Samuel Leiter (links) und Carletto Bonavigo beim „Phönix aus der Asche“.
Sie halfen beim Aufstellen mit (v.l.): Baggerist Jakob Gurschler, Andreas Pöhl („Die Niederwieser“), Maturant Samuel Leiter, Gregor Holzknecht (Onkel von Carletto) und Motorsägen-Künstler Carletto Bonavigo.

„Phönix aus der Asche“

Als Erinnerung an den Waldbrand und Symbol für den Neuanfang

Publiziert in 10 / 2026 - Erschienen am 19. Mai 2026

Latsch - Wer auf den Annenberger Böden am Sonnenberg in Latsch unterwegs ist, stößt seit dem 12. Mai auf eine besondere Holzskulptur. Es ist dies der „Phönix aus der Asche“, aufgesetzt auf einem verkohlten Kiefer-Baumstamm. Die Holzskulptur erinnert an den großen Waldbrand, bei dem im März 2025 unterhalb von St. Martin im Kofel rund 31 Hektar Wald vollständig zerstört wurden. Insgesamt war eine Waldfläche von ca. 93 Hektar betroffen.

Bleibendes Zeichen

Dass er den großen Waldbrand als Thema für sein Maturaprojekt wählen würde, war für den 18-jährigen Samuel Leiter aus Naturns, der heuer seine Ausbildung an der Fachschule Fürstenburg in Burgeis in der Fachrichtung Forstwirtschaft abschließt, von Anfang an klar.
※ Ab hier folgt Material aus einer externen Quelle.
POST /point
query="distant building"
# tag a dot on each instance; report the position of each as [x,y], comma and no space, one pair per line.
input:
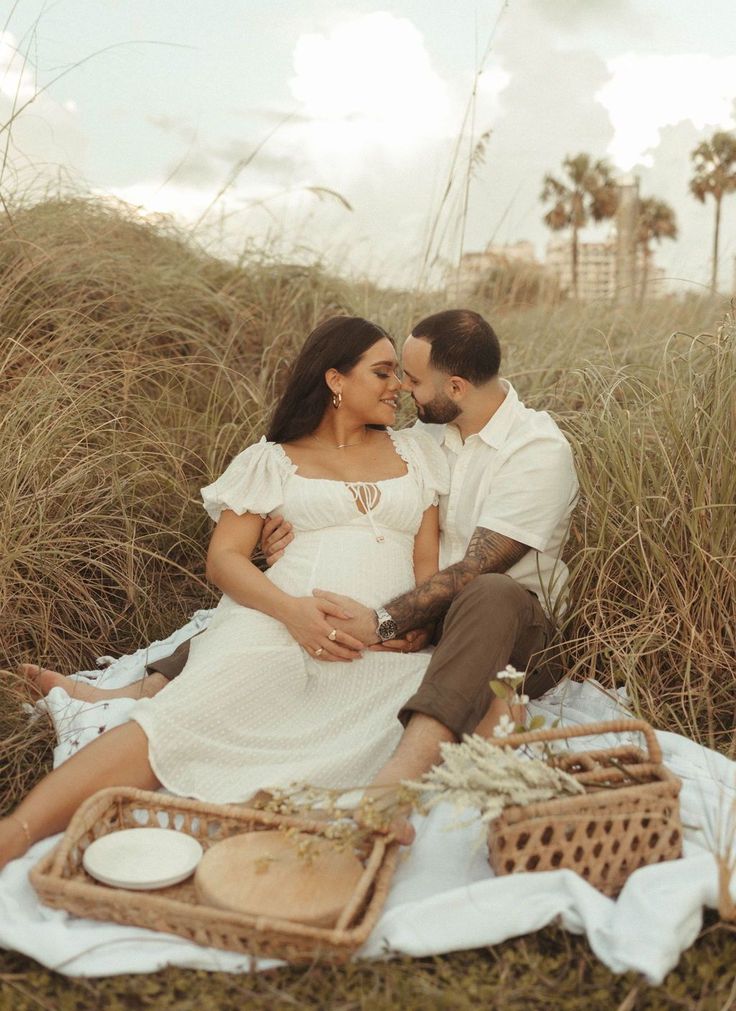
[473,267]
[600,269]
[604,271]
Er hatte 2025 rund 2 Monate nach dem Großbrand ein einwöchiges Schulpraktikum in der Forststation in Latsch absolviert. Dadurch hatte er die Möglichkeit, an Lokalaugenscheinen im Brandgebiet teilzunehmen und die waldbaulichen Maßnahmen kennenzulernen, die von der Forstbehörde ins Auge gefasst wurden. Von der Idee von Samuel Leiter, einen „Phönix aus der Asche“ als Mahnmal, bleibendes Zeichen und als Symbol für den Neuanfang zu schaffen, waren alle sofort begeistert. Die Direktorin der Fachschule Fürstenburg, Monika Aondio, ebenso, wie die Lehrpersonen, die Forststation Latsch, das Forstinspektorat Schlanders und vor allem auch die Gemeindeverwaltung Latsch mit Bürgermeister Mauro Dalla Barba, die die Projektkosten übernahm.
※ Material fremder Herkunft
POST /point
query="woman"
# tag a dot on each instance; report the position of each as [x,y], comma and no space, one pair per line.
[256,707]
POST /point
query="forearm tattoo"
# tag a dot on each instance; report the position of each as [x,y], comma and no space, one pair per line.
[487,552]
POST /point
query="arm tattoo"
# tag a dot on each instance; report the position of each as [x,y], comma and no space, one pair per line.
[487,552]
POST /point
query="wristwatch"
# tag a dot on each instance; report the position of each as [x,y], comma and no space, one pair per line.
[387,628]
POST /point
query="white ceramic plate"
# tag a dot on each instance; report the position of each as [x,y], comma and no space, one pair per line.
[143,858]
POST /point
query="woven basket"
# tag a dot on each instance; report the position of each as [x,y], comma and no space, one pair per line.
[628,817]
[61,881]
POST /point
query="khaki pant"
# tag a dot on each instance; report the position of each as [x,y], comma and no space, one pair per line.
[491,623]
16 Stunden mit der Motorsäge

Für die Anfertigung seines Entwurfs für den Phönix konnte Samuel den talentierter Motorsägen-Künstler Carletto Bonavigo aus Laas gewinnen. 16 Stunden lang hat Carletto in Tschengls mit der Motorsäge gearbeitet, um aus dem Stamm einer Urlärche aus Langtaufers den rund 2,2 Meter hohen Phönix zu schaffen. Spannende Momente erlebten alle Beteiligten, als die ca. 250 kg schwere Skulptur am 12. Mai bei starkem Nordwind auf einer ausgewählten Stelle auf den Annenberger Böden aufgestellt wurde. Die Firma „Die Niederwieser des Andreas Pöhl“ hatte schon im Vorfeld ein Betonfundament gegossen und zwei U-Schienen aus Metall als Halterung für den verkohlten Stamm einer Kiefer einbetoniert. Am 12. Mai wurde der Baumstamm verankert und der „Phönix“ darauf aufgesetzt und fixiert. 

Schautafel mit Infos

Mittlerweile wurde bei der Skulptur auch eine Info-Tafel angebracht. Über einen QR-Code erfährt man viel Wissenswertes rund um den Waldbrand in deutscher, italienischer und englischer Sprache. Auch zu Fotos hat man Zugang. In die Löscharbeiten gewinnt man ebenso Einblick, wie in die Wiederaufforstung, bei der es vor allem darum geht, laubholzreiche Mischwälder zu errichten.